Pytorch Basics

In this notebook we will convert the problem we solved usnig regression notebook into a classification problem instead. So we will assign each wine quality rating to a different class. So quality of 0 will belong to a different class to quality of 1.


The biggest difference between a regression solution and multi-class classification in terms of implementation is that now our model needs to output 10 values (1 for each quality rating) instead of just a single output. Also we will need to change our loss function.

In [None]:
# Import Pandas
import pandas as pd

# There are two datasets available, but we'll just work with the larger, white
# wine dataset. Feel free to play around with the red wine dataset.
red_wine_url = "https://archive.ics.uci.edu/ml/machine-learning-databases/wine-quality/winequality-red.csv"
white_wine_url = "https://archive.ics.uci.edu/ml/machine-learning-databases/wine-quality/winequality-white.csv"

# It's a single function call to load a dataset.
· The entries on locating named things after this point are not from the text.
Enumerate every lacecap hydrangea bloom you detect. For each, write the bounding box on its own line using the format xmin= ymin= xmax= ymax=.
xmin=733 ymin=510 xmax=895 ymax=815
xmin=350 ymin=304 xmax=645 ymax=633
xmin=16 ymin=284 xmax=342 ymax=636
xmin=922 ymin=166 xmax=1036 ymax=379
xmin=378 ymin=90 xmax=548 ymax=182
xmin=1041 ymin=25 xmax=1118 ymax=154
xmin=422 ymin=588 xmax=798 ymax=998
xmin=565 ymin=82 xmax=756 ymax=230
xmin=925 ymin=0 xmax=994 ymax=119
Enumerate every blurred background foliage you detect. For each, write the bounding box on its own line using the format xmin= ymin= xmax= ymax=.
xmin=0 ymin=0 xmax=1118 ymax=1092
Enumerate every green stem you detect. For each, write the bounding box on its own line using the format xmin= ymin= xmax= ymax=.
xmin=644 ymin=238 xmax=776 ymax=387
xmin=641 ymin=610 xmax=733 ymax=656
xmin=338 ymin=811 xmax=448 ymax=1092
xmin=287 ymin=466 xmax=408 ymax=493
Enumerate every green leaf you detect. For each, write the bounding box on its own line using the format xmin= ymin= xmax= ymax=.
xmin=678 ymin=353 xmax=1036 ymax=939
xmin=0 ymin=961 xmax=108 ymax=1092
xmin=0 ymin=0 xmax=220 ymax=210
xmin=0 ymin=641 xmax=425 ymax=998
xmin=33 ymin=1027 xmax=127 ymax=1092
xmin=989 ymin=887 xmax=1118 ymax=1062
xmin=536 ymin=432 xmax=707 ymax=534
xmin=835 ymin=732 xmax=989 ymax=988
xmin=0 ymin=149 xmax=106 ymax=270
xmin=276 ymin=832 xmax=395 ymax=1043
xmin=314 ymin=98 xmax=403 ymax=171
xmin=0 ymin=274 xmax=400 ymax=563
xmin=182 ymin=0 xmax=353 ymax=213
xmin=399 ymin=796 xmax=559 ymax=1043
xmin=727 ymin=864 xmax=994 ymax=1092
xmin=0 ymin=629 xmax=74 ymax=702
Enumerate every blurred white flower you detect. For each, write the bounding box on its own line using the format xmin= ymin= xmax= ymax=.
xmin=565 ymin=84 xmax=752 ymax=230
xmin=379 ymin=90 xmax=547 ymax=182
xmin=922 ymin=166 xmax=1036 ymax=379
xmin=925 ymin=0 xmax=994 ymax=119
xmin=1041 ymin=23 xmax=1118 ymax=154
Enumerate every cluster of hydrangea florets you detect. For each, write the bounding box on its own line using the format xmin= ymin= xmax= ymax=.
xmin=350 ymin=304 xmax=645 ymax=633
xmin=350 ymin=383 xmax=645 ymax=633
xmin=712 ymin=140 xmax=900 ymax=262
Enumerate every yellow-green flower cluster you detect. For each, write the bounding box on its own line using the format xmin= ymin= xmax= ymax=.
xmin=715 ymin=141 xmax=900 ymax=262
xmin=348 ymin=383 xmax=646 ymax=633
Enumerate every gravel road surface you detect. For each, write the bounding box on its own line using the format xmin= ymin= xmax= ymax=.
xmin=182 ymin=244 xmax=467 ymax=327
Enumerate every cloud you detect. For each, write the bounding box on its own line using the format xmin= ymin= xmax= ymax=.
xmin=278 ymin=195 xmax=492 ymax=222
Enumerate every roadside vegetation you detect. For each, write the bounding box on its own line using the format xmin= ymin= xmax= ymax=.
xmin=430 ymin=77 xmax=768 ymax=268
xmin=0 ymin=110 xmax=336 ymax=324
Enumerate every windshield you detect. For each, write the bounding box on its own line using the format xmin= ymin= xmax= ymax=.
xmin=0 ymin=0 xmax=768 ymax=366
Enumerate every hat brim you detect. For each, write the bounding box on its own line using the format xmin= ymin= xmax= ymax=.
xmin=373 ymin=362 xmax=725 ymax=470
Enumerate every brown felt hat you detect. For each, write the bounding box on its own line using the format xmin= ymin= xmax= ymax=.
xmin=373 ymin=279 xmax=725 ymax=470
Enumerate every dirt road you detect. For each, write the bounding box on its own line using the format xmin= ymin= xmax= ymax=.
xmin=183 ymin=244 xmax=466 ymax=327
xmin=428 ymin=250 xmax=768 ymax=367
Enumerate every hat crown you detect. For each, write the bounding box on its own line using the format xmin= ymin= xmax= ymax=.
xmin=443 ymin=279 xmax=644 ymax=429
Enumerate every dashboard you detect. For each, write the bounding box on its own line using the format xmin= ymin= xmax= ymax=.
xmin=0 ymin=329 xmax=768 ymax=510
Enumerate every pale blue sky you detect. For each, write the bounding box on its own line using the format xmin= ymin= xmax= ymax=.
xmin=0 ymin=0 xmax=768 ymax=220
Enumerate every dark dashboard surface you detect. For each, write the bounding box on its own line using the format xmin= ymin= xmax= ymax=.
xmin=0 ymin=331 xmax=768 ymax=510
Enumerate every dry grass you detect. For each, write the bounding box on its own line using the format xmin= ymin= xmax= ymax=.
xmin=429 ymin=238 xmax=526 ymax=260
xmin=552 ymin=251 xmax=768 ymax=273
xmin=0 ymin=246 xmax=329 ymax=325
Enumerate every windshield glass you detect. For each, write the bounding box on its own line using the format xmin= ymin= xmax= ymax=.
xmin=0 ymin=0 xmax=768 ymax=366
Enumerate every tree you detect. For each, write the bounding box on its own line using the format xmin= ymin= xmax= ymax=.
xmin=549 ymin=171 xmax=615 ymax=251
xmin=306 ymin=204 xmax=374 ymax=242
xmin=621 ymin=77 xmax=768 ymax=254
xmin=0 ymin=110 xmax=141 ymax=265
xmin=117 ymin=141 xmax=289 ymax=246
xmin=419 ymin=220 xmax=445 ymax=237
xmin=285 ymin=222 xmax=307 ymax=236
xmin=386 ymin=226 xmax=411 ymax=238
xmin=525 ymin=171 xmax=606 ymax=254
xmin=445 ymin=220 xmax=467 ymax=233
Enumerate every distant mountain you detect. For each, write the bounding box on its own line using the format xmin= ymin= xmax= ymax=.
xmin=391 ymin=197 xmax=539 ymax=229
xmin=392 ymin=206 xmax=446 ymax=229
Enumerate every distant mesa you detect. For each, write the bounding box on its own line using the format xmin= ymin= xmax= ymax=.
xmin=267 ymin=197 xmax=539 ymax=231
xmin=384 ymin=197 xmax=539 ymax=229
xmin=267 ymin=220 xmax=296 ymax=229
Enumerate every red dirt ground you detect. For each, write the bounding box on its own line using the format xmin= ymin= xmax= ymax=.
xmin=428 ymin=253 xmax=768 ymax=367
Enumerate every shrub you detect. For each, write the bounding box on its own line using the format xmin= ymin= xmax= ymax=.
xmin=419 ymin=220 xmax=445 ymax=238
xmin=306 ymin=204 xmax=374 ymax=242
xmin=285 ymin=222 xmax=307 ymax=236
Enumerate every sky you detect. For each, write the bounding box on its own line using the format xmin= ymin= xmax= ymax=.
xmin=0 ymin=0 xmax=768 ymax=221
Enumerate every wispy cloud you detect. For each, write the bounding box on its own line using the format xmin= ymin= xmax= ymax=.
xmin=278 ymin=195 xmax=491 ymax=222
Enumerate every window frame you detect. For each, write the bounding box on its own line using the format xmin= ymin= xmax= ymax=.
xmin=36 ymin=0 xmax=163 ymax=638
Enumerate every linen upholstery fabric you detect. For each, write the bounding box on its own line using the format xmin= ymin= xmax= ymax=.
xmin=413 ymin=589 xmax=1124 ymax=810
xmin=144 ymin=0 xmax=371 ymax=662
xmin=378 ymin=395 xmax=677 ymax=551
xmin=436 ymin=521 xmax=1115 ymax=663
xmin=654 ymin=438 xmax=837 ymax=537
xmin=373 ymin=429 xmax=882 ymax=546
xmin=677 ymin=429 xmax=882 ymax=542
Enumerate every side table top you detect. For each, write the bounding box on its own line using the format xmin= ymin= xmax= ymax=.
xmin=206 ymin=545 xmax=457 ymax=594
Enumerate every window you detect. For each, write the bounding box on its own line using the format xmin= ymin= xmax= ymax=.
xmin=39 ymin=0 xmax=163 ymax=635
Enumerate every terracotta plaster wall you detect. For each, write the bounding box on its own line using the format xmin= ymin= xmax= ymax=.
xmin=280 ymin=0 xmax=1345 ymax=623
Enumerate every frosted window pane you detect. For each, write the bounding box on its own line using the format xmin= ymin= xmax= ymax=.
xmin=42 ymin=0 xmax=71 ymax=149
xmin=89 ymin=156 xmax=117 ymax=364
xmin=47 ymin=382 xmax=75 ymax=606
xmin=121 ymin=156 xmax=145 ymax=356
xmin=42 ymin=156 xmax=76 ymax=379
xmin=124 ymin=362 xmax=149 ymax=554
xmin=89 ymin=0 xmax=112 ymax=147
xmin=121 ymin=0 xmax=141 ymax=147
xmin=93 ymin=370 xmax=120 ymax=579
CSV files typically use commas
# as delimiters between records, but our dataset uses semicolons so we had to
# specify it with the "delimiter" argument.
all_data = pd.read_csv(white_wine_url, delimiter=';')

print(type(all_data))

<class 'pandas.core.frame.DataFrame'>


In [None]:
target_column = "quality"

# TODO: Extract just the *input* features. Instead of specifying all of the features we
# want, we should drop the feature we *don't* want.
# x_data = ...

# SOLUTION LINE
x_data = all_data.drop(target_column, axis=1)

# TODO: Extract the target feature. We don't want a Series here, but a DataFrame
# with one column (see the above cell)
# y_data = ...

# SOLUTION LINE
y_data = all_data[[target_column]]

# If your implementation is correct the shape of y_data should be (4898, 1)
# So y_data is a 2D tensor containing 4898 examples and just 1 feature.
print("y_data shape:", y_data.shape) 

# Just like with tensors, we can print the shape
num_examples = x_data.shape[0]
num_input_features = x_data.shape[1]

# If your implementation is correct the number of samples should be 4898
print("Number of examples:", num_examples) 

# If your implementation is correct the number of input features should be 11
print("Number of input features:", num_input_features)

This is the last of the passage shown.